Eric Tolbert, 44, is an accredited investor and former chief financial officer for Massey Energy Co., who said he’s using a website run by WealthForge Holdings Inc. to find out about up-and-coming companies. WealthForge matches investors with entrepreneurs raising money through private offerings of stock, debt or convertible notes, said Gregory Gulling, vice president of marketing for the Richmond, Virginia-based firm.

“This provides a different way to match up investors and companies that we haven’t had before,” Tolbert said, who decided to invest in the website itself after joining. “You’re not looking all over the place or having to know a friend of a friend.”

Investors should still do their own due diligence because of the risks with startups, said Tolbert.

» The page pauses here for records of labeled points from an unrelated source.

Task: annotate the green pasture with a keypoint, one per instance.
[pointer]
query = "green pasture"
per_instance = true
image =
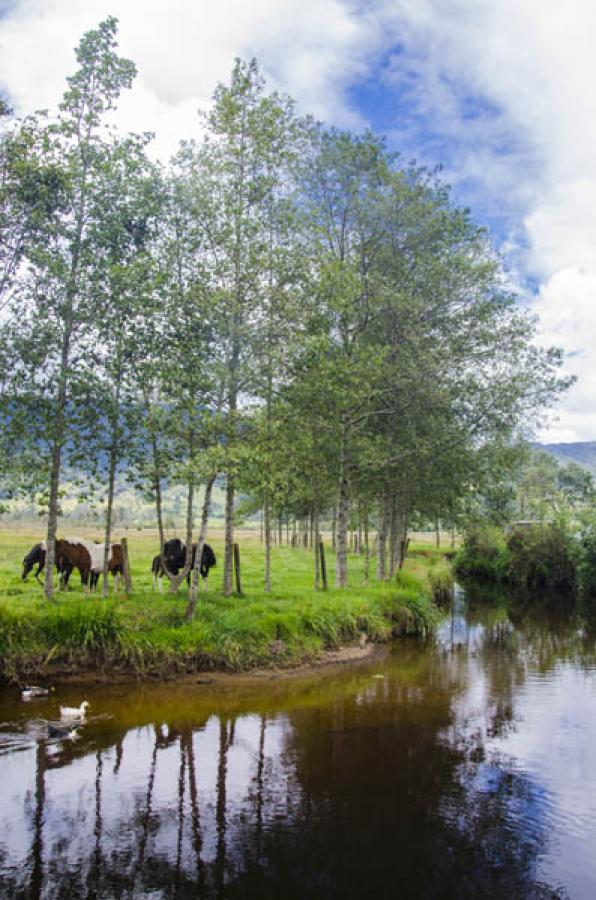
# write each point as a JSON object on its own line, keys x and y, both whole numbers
{"x": 146, "y": 633}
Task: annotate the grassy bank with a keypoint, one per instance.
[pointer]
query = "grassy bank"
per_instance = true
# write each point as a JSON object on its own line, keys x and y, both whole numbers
{"x": 145, "y": 634}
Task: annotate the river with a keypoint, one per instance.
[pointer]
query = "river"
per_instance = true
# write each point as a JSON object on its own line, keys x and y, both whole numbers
{"x": 463, "y": 767}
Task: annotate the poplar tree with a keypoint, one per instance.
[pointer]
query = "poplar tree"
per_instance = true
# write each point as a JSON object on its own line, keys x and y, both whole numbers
{"x": 233, "y": 185}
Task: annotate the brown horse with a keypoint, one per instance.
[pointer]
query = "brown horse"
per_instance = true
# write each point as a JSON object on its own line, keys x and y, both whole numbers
{"x": 88, "y": 559}
{"x": 115, "y": 566}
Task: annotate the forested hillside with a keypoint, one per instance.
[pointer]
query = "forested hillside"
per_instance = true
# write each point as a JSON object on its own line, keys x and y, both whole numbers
{"x": 291, "y": 311}
{"x": 581, "y": 452}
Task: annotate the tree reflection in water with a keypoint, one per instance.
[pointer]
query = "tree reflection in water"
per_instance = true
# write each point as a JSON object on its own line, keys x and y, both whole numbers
{"x": 360, "y": 787}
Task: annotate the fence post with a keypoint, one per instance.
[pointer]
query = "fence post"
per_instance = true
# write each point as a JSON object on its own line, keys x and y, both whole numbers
{"x": 126, "y": 566}
{"x": 323, "y": 564}
{"x": 237, "y": 569}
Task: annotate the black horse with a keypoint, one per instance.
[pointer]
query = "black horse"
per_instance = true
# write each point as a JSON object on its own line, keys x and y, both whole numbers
{"x": 174, "y": 552}
{"x": 37, "y": 557}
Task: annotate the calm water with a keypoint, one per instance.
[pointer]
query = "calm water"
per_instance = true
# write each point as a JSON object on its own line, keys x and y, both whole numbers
{"x": 461, "y": 768}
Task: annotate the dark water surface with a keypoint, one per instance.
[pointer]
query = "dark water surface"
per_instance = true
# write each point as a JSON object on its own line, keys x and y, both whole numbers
{"x": 462, "y": 768}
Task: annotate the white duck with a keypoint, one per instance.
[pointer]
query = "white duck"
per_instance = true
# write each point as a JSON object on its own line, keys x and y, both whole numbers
{"x": 74, "y": 712}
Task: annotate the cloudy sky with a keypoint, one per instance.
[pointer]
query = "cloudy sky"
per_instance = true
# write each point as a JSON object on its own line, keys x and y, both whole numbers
{"x": 501, "y": 93}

They should look at the potential for future cash flow, the company’s leadership and what progress it’s made so far, he said.

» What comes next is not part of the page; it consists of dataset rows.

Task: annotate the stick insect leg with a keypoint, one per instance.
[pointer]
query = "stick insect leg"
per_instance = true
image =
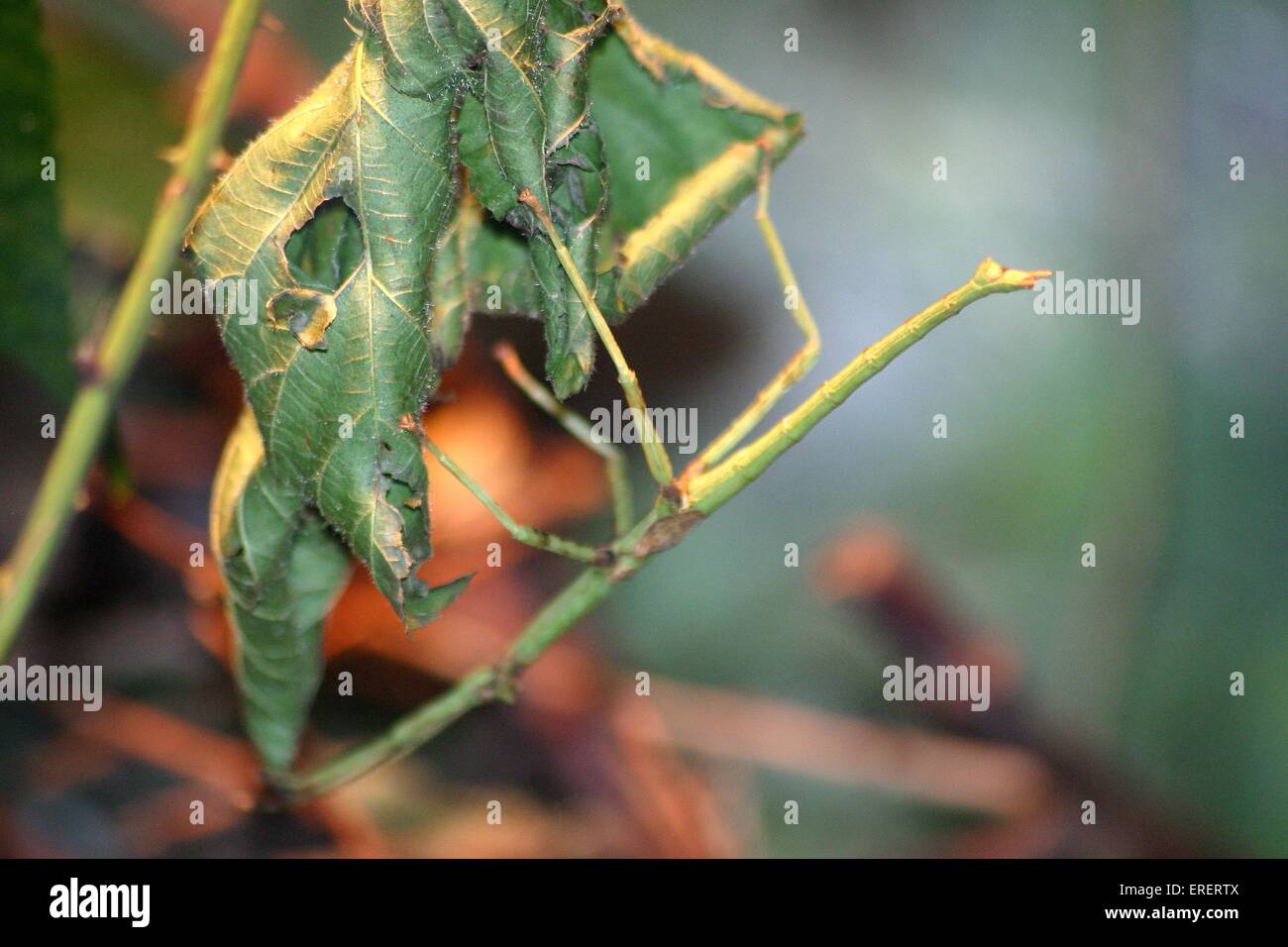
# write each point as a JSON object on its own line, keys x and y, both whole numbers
{"x": 614, "y": 463}
{"x": 527, "y": 535}
{"x": 658, "y": 462}
{"x": 791, "y": 372}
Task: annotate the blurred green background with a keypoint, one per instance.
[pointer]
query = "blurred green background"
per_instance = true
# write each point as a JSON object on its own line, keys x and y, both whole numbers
{"x": 1063, "y": 429}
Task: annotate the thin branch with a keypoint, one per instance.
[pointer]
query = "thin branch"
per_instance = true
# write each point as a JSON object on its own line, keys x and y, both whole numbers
{"x": 661, "y": 528}
{"x": 128, "y": 329}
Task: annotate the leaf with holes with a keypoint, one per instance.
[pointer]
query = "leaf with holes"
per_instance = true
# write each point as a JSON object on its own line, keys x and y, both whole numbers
{"x": 376, "y": 217}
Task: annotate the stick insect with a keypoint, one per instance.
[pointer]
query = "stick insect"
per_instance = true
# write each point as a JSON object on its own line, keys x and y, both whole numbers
{"x": 539, "y": 158}
{"x": 542, "y": 158}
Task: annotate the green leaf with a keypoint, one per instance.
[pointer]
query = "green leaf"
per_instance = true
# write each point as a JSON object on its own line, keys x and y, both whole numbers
{"x": 703, "y": 138}
{"x": 331, "y": 369}
{"x": 283, "y": 571}
{"x": 34, "y": 265}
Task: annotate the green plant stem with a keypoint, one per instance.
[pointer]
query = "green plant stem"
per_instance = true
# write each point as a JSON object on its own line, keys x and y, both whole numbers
{"x": 614, "y": 463}
{"x": 527, "y": 535}
{"x": 655, "y": 453}
{"x": 127, "y": 331}
{"x": 706, "y": 493}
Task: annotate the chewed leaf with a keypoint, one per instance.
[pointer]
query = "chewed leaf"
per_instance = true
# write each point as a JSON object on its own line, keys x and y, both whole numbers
{"x": 329, "y": 375}
{"x": 375, "y": 218}
{"x": 307, "y": 313}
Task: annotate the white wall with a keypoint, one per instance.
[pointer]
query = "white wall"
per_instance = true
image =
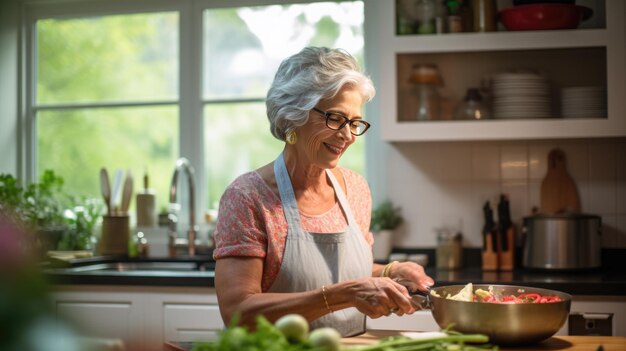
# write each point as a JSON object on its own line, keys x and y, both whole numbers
{"x": 446, "y": 184}
{"x": 8, "y": 86}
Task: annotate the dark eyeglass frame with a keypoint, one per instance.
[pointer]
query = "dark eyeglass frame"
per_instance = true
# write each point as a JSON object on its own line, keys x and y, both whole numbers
{"x": 347, "y": 120}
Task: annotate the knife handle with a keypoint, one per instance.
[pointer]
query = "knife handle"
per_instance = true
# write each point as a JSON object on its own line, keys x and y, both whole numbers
{"x": 489, "y": 254}
{"x": 507, "y": 257}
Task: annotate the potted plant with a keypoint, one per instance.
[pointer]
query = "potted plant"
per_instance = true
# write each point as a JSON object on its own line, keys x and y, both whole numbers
{"x": 385, "y": 219}
{"x": 44, "y": 209}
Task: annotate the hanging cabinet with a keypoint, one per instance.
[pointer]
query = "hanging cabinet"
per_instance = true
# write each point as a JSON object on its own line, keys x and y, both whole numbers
{"x": 567, "y": 58}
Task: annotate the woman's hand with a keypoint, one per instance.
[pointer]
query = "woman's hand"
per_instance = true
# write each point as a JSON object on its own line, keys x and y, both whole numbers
{"x": 377, "y": 297}
{"x": 411, "y": 275}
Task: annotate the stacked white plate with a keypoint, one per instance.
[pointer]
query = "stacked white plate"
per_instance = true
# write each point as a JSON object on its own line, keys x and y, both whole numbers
{"x": 521, "y": 95}
{"x": 584, "y": 102}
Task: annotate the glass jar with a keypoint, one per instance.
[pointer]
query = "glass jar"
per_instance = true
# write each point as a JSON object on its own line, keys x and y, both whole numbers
{"x": 449, "y": 249}
{"x": 427, "y": 80}
{"x": 472, "y": 107}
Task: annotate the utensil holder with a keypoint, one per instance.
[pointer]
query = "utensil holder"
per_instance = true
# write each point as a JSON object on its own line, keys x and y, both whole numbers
{"x": 115, "y": 235}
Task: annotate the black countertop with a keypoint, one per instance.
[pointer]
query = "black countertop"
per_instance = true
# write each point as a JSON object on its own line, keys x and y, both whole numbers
{"x": 606, "y": 281}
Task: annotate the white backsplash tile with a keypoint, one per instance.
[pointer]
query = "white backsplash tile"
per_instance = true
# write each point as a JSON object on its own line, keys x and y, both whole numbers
{"x": 485, "y": 162}
{"x": 620, "y": 240}
{"x": 441, "y": 183}
{"x": 620, "y": 176}
{"x": 610, "y": 231}
{"x": 576, "y": 159}
{"x": 514, "y": 161}
{"x": 538, "y": 160}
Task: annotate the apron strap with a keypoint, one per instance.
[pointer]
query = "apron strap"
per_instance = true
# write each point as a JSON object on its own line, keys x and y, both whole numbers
{"x": 341, "y": 196}
{"x": 285, "y": 189}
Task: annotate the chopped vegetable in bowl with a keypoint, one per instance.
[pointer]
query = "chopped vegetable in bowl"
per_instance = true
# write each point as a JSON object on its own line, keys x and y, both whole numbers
{"x": 480, "y": 295}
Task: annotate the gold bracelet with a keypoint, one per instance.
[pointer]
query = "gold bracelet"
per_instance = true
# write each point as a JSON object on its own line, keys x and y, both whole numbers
{"x": 387, "y": 270}
{"x": 326, "y": 301}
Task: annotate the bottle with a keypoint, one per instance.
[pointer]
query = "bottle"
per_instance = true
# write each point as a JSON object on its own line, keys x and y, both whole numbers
{"x": 146, "y": 202}
{"x": 449, "y": 250}
{"x": 484, "y": 12}
{"x": 441, "y": 15}
{"x": 425, "y": 13}
{"x": 455, "y": 23}
{"x": 467, "y": 19}
{"x": 427, "y": 80}
{"x": 472, "y": 107}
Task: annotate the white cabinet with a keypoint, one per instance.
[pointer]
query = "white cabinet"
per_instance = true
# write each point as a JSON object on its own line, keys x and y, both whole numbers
{"x": 143, "y": 317}
{"x": 580, "y": 57}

When startups or small businesses eventually go public, many of them won’t have to provide as much information to investors at the outset because of the law. Businesses with less than $1 billion in revenue that make a public offering will have up to five years under the new legislation to comply with certain accounting rules and disclosures of executive compensation, said James Cox, a professor of corporate and securities law at Duke University.

‘Like Grown-Ups’

Some IPOs may voluntarily provide the information that “grown-up” businesses do because investors may demand a risk premium from those that don’t, Kathy Smith, principal at the IPO investment adviser and research firm Renaissance Capital LLC in Greenwich, Connecticut. People should look for those companies that are more forthcoming because if they’re capable of going public they should be able to provide the financial statements and disclosures that have been required in the past, she said.

Volatile Category

Investors should be aware that newly public companies are the most volatile category of equities because they’re the least well known, said Smith. Stocks of companies that went public in the U.S. this year returned about 21 percent on average from their offerings through April 18, compared with 10 percent for the Standard & Poor’s 500 Index, according to data compiled by Bloomberg.

The various provisions in the bill mean investors may be offered more questionable investments, said Cox, the securities lawyer.

“There’s going to be more low-quality offerings than there were before,” he said. “Very, very high risk.”